- Founded: 17 March 2023
- Country: Russia
- Allegiance: Russian government
- Type: Paramilitary
- Size: Brigade
- Part of: Redut
- Garrison/HQ: Perevalne, Crimea

= 81st Special Forces Brigade =

81st Special Forces Brigade "Bears" (81-я бригада специального назначения «Медведи»), also mentioned by the media as PMC "Bear", (ЧВК «Медведи») is a Russian elite volunteer military formation highly trained and with combat capabilities similar to the Spetsnaz.

It was created in 2023 to participate in the Russian invasion of Ukraine and support pro-Russian regimes in African countries. It is part of the private military company (PMC) "Redut".

== History ==
The first announcements about the creation of a volunteer battalion called "Bears" appeared on 17 March 2023. As in other units of "Redut", recruits were offered a six-month contract with a monthly salary of 220 thousand rubles.
The training base of the unit is located near the military town in the village of Perevalne in Crimea, at the former training ground of the coastal defense forces of the Ukrainian Navy. In early April, the battalion's training ground was visited by the head of the Republic of Crimea, Sergei Aksyonov, and the Deputy Minister of Defense of Russia, Yunus-Bek Yevkurov. The number of fighters at this stage was 400.
On May 30, the volunteer battalion, which never managed to take part in combat operations, was named the 81st Special Forces Brigade "Bears".
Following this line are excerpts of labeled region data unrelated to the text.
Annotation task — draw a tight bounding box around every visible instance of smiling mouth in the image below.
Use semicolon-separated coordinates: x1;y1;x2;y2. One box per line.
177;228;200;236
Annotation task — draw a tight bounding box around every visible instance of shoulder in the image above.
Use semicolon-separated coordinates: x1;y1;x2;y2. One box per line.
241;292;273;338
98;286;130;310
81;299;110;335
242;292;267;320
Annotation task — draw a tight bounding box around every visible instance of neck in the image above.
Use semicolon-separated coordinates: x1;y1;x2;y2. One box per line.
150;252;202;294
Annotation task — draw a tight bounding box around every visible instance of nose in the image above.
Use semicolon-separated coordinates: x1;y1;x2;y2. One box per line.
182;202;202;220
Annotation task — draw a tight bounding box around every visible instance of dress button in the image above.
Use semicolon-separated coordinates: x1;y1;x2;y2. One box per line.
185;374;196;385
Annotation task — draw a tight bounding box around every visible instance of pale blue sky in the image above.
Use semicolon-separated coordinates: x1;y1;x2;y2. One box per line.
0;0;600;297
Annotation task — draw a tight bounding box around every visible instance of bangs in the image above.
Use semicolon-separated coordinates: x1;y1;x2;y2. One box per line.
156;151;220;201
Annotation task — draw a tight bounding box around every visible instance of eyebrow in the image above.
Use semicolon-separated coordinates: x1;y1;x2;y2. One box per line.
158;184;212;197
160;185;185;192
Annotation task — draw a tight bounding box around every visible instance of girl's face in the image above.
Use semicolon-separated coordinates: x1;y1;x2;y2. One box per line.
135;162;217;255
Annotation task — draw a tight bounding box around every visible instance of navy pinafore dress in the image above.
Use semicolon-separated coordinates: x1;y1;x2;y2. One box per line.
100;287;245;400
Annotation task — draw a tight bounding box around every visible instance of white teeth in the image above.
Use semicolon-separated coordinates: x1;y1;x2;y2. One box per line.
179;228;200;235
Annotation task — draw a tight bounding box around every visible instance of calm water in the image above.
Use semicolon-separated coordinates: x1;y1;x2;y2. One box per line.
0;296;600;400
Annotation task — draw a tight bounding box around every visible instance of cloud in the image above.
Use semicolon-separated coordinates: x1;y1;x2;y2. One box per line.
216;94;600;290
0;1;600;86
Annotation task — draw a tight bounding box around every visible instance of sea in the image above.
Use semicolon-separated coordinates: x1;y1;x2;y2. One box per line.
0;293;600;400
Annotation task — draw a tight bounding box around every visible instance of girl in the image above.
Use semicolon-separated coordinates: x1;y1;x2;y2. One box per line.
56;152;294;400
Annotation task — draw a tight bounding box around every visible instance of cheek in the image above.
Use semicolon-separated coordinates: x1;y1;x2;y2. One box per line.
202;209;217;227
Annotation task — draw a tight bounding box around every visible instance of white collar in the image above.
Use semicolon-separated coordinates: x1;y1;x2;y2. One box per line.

As of October 2023, the battalion of the 81st brigade was in the Kherson region to respond promptly to raids by Ukrainian Armed Forces units across the Dnieper on the front line between Oleshky and Novaya Kakhovka.
The brigade is part of the BEAR expeditionary corps, established to conduct operations on the African continent. A hundred brigade fighters arrived in Burkina Faso in May 2024. In late August, the corps was withdrawn from Burkina Faso and sent to the Kursk Oblast to counter the Ukrainian army's offensive.